The same thing can be seen on the last step. All the hardcoded values have been replaced by the variables:

We are going to add two new steps to the process. The first step combines all the scripts found in the DLMPostDeploymentScripts folder into a single script and uploads it as an artifact. This allows an approver to look through the script to ensure it won’t do anything crazy.

I’ve created a step template in the library you can use called File System - Combine all files in a directory into single file. The step will handle all the heavy lifting for you. You just need to provide it with the necessary parameters.

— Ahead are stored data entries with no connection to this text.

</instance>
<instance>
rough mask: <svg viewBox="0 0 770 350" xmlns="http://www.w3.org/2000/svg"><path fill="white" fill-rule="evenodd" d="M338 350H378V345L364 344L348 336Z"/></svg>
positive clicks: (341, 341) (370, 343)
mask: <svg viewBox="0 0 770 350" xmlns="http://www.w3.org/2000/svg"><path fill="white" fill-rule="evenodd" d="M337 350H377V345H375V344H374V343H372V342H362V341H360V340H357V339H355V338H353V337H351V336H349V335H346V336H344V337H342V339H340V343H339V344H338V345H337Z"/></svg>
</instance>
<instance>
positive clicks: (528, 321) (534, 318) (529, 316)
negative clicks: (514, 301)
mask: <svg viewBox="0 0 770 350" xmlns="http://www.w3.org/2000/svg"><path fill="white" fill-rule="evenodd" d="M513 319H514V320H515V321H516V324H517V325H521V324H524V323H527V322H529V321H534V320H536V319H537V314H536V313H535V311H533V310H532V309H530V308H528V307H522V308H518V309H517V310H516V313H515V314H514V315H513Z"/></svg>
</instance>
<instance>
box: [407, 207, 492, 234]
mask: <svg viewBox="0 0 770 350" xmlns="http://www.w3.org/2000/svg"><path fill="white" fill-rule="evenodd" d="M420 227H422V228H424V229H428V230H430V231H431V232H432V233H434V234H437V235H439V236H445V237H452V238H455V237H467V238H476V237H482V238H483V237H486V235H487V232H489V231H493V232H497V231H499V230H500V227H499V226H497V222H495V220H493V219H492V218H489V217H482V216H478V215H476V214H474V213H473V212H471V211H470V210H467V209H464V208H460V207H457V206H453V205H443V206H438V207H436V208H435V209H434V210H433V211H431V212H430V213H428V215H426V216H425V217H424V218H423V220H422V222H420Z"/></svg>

The next step I am going to add is another Run Oracle SQLPlus Script step. This time it will run the post-deployment script.

The process now looks like this:

It’s time to run a deployment and see what happens. As you can see an additional artifact was created:

And the script was run successfully:


With some minor modifications to the process, we can cover a lot more scenarios than before. It will take a bit of discipline to use this process. You will need to ensure the scripts can be run multiple times. You will also have to remember to remove the scripts after they have been run, so you aren’t running scripts over and over. The scripts will be manually written, so there is a small to large chance you will run into errors the first time the scripts run.

But those are minor issues. When I helped write this process at a previous company, I was surprised how well people took to it. Once they knew they could write their own scripts to handle data migration or anything else, I started seeing some very unique uses. One person ran a series of scripts to insert some initialization, or seed, data into tables. We extended the process even further to check if the database existed. If the database did not, then it would create it on the fly and initialize it with seed data. This allowed us to spin up and down test environments and customers quickly.

And that is just the start. With this is in place, it is possible to think about having a blue/green deployment strategy. A process could be in place to finish the regular deployment, and when a blue/green switch is finished and successfully tested, a final database script could run to clean up the data.